The next item on the Committee’s agenda was a review of highway work zone practices. Several members discussed the problem of the double fine signs not being taken down or covered up on week nights and weekends when no one was working and asked if a person was still fined double during those times. Mr. Bushart said that all construction companies were told that the double fine notices were to be taken down or covered up when no one was working, however, when the last person on the job is the one required to do this, that person sometimes forgets.
Mr. Bushart stated that motor vehicle enforcement officers were instructed not to issue double fine tickets if the double sign was posted, but no one was working. However, he noted, that an officer would still be issuing restricted zone tickets, which were different from the double fined tickets or regular speeding traffic tickets.
At this time Senator Moore assumed the chair to discuss implementation of the 2003 enacted transportation legislation.
Mr. Bushart and Mr. Chuck Knowles, Executive Director, Transportation Operations Center discussed this issue with the Committee. Mr. Knowles presented a chart depicting the roads that 2003 House Bill 124 permits vehicles over 102” wide to travel upon. This chart illustrated that well over 80% of the state’s highway system could now be used by such vehicles. Mr. Knowles stated that the Cabinet has solicited the help of the University of Kentucky in determining the long range impacts on the state’s highway system as a result of HB 124. He also commented that the Cabinet was concerned with the safety issue of allowing these vehicles to travel on certain roads during certain times of the year, i.e., in downtown Louisville during the Derby, and in northern Kentucky during the days the Speedway is in operation.
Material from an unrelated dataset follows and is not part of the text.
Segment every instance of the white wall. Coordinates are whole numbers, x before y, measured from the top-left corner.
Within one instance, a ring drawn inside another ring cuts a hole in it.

Mr. Knowles said that House Bill 234, which allows 102 inches wide travel trailers to travel on Kentucky’s highways, presented no impact. And he noted, that the Cabinet has also asked the University of Kentucky help determine the long effects of House Bill 467, which exempts a vehicle with 80,000 pound tags or less from axle weight provisions when operating on state-maintained highways rated AAA.
House Bill 293, allows vehicles hauling building materials to a home to travel on any state road without a permit and without being fined if the weight of the vehicle is within registration and axle weight limits. House Bill 293 also allows for the transport of agricultural products, exempts motor vehicles and farm trucks weighing over 44,001 pounds from motor vehicle usage tax, and exempts sales tax of repair and replacements parts purchased for the direct operation of a motor vehicle, including any towed unit, used exclusively in interstate commerce.
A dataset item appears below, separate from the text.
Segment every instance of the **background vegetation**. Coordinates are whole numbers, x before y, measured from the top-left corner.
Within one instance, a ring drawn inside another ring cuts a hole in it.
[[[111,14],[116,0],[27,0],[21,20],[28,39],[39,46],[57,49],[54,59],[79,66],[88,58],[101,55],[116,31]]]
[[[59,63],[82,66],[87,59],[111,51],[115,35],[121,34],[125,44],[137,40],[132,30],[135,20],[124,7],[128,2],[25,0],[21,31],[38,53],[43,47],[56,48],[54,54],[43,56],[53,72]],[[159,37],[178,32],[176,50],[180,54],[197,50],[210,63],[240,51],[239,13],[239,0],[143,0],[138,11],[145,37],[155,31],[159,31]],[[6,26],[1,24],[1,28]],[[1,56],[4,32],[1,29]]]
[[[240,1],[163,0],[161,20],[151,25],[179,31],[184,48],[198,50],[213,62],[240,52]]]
The last item on the Committee’s agenda was a review of two administrative regulations (600 KAR 6:070 – Contracting for professional engineering or related services and 600 KAR 6:080 – Financial records and audits of firms), both promulgated by the Transportation Cabinet. After a brief explanation by Elizabeth Baker, Assistant General Counsel, Kentucky Transportation Cabinet, Representative Collins moved to approve both regulations. Representative Smith seconded the motion, which passed by voice vote with Senator Herron voting no.
Representative Marcotte requested that the Transportation Committee, or the committee of jurisdiction, look into the matter of non-communication capabilities between the state’s different law enforcement agencies. Representative Marcotte said that the non-communication efforts played a large part in the death of a Fish and Wildlife officer who was killed earlier this year, and asked that the Committee place this issue on a future agenda.
Representative Ballard requested the Committee to review the process to issue handicapped parking placards.
With no further business before the Committee, the meeting adjourned at 3:10 p.m.